Mandelect, nice custom Bluestar. Several years ago I saw one very similar built for the mandolin player in Roy Clark's band. I was an usher for that show working the pit, and when I saw the roadie bring it out on stage I yelled up to him and he brought out their mandolin player who let me pick a little on it. (No, not plugged in.) I have a MandoBlaster and the custom was certainly quite nice. I'd consider a custom Mandoblaster in a second if I was in the market.

----------


## mandelect

Lee, I'm really pleased with my Bluestar. It was a spur of the moment Ebay bid, a few weeks ago. Nobody else seemed interested so I managed to get it for a good price - not too dissimilar to what the standard 'blasters go for!

I am thinking of getting it refretted with chunkier frets; I'm not too keen on standard mandolin fretwire for electrics - but of course that's a personal preference. Bruce offered to refret for a very good price, but shipping from the UK to the States (and back) would bump the price up considerably. Bruce seems a really nice guy and was very helpful throughout the deal.

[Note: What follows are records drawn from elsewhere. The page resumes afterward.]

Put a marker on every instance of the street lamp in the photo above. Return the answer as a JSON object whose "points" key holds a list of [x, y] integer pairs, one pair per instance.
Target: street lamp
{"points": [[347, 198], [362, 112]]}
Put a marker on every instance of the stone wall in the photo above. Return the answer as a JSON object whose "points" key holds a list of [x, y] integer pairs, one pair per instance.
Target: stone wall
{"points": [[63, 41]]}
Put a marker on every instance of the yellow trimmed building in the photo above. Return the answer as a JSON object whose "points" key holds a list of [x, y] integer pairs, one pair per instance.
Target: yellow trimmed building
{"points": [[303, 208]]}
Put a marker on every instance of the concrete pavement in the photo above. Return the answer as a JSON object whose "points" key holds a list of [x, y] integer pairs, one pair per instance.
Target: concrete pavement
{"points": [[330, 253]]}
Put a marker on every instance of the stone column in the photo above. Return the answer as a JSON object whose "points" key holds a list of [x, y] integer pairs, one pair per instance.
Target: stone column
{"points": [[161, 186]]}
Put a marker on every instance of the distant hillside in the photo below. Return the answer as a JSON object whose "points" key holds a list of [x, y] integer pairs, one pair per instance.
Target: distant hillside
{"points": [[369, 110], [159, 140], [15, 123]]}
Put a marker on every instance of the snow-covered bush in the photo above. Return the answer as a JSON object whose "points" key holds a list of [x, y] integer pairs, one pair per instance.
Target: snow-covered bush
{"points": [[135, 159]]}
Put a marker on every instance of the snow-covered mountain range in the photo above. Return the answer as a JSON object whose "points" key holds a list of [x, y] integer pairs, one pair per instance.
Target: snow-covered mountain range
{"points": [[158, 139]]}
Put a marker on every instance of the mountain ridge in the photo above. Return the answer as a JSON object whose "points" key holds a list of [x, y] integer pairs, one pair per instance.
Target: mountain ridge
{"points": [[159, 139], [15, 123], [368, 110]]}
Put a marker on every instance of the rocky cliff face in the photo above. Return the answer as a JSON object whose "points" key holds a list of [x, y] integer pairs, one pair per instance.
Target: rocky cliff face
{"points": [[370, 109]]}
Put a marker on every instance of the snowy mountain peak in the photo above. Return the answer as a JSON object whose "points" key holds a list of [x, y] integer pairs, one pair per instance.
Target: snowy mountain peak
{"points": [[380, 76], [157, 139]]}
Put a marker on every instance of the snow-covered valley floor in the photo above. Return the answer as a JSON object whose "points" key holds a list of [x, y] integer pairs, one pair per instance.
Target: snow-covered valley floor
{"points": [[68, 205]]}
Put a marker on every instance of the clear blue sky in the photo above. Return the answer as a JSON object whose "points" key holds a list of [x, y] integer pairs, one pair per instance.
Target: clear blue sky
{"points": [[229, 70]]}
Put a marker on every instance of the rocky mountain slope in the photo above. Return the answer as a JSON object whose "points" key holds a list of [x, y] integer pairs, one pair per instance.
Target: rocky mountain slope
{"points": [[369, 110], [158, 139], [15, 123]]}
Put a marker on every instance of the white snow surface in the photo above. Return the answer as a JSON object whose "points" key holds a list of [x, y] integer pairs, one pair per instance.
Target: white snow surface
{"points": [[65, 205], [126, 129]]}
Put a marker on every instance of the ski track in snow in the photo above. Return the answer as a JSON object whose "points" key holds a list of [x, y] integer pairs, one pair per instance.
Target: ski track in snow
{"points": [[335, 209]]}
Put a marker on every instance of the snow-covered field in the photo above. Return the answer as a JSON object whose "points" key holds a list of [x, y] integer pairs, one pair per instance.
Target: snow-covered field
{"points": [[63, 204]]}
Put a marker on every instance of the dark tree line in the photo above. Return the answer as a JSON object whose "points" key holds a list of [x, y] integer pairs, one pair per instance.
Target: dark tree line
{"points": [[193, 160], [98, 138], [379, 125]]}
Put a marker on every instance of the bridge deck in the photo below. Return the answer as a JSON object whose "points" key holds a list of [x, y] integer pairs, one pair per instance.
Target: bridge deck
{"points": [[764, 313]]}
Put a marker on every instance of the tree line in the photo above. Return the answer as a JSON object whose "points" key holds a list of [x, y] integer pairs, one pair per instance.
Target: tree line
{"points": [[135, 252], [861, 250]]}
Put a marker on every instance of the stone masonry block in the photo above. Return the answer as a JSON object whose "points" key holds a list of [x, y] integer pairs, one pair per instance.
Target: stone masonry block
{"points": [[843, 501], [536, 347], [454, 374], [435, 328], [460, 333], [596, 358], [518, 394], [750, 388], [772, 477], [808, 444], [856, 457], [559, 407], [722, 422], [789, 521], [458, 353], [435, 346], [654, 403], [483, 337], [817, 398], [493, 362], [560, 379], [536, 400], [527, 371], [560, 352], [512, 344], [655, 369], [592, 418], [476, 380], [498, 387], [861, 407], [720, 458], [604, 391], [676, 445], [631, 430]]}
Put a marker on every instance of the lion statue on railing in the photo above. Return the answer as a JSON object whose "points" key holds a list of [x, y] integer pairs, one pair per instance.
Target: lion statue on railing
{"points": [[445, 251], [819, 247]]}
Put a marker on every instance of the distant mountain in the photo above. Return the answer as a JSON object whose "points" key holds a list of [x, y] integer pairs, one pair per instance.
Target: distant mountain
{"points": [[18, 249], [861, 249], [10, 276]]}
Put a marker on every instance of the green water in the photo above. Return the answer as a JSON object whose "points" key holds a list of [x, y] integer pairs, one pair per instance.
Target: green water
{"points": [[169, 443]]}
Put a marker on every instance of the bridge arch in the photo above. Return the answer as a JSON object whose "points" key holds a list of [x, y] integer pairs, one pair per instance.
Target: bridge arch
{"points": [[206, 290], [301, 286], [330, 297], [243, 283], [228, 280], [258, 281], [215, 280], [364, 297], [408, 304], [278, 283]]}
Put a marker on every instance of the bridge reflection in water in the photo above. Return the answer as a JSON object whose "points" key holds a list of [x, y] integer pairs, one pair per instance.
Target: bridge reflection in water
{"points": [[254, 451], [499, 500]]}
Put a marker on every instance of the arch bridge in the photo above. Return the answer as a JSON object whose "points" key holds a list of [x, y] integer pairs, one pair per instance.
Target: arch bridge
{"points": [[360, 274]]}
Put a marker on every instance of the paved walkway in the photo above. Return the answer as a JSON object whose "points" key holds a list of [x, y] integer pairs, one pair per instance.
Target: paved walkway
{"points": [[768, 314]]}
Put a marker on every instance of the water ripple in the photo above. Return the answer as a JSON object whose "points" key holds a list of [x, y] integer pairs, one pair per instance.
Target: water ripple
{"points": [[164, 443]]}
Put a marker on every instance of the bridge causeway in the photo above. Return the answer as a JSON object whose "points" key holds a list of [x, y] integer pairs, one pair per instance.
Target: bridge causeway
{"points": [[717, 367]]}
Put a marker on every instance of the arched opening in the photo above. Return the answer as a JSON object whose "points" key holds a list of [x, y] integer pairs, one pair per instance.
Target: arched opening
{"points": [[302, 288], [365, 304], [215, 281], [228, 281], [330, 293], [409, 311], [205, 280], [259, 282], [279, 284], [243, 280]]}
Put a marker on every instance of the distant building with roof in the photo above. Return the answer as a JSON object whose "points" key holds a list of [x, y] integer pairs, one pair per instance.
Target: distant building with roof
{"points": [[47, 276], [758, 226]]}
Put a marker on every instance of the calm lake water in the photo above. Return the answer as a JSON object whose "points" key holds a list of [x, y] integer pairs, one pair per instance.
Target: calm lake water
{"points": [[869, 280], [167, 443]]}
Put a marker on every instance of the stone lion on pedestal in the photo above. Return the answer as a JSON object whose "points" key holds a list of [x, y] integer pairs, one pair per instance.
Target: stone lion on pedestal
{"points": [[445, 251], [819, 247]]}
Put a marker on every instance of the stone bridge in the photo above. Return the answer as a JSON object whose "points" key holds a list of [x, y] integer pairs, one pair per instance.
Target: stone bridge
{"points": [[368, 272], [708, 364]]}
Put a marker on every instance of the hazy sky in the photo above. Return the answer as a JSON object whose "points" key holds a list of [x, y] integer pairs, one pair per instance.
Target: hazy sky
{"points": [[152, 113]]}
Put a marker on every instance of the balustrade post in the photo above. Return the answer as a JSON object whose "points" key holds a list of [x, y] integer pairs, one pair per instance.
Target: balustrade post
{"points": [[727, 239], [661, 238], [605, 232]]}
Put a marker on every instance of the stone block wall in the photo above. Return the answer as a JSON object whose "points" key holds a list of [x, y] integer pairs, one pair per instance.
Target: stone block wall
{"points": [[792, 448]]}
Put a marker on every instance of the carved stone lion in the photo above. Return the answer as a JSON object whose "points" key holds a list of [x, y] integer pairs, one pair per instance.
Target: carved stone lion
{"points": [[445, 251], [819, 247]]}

BTW the Ebay listing stated that mine was the first of a limited series of instruments ... so watch "that" space if you're in the market for one!

----------


## johnrhaupert

mikeomando, what string thickness would make it easiest to play in tune?

----------


## mikeomando

You don't have to post questions directed only at me, lots of guys out here have 5 strings. Generally speaking, the thicker the string the higher the tension tuned to the same note for the same scale length. See my post above from May 14. If your E string is too tight and you're using a .011, try a .0105 or a .010.
If your C string is too loose, figure out what it is and go a little bigger. I think I have a .051 or a .052 on mine. Easiest to play in tune depends on how much you are bending the notes. Individual guitar strings are pretty cheap. Buy .048, .049, .050, .051, and .052, and try them. play single notes on the C string with a tuner and see if you can fret them true. Then try playing barre chords  (2245x from low to high is a D chord) and see if you can play them in tune. Then try playing more complex chords (20023 is the classic G Chord with a D on the bottom) and really make sure that you are fretting the D cleanly. 
You have to find your own trade-off. If you, for example, tried putting a string from an electric bass on your emando C string to make it less floppy, it would be so big that it would feel funny and respond differently to all the other strings. You have to find a string that is thick enough to create enough tension that you can fret it close to in tune, but that also responds and feels like your other strings. After you figure out what gauge you like, you still have to really work on fretting cleanly. You can push really hard on an 8 sting mando, and not play out of tune. You can push kind of hard on a 4 string mando, and still get away with it. You just can't get away with it on the low strings of a 5 string emandola-mandolin.

----------


## johnrhaupert

Ok, so I have another question. Is it easier to play 5 strings with the extended necks (5 extra frets) in terms of string bending?

----------


## mrmando

Probably, but it still depends mostly on the string gauges.

----------


## johnrhaupert

I checked two large guitar stores in my area and I could only come across a .052. Where do you get your single strings?

----------


## mrmando

Some people get 'em from me. I sell three different sets at emando.com.

----------


## johnrhaupert

Would you be willing to just sell me the C strings?

----------


## jefflester

> Where do you get your single strings?


You can get them here:
http://www.juststrings.com/singlestrings.html

----------


## mrmando

John, e-mail me off the board ... I can probably get you a better price than JustStrings for a .48 and a .50. Those are the C gauges I have in stock.

----------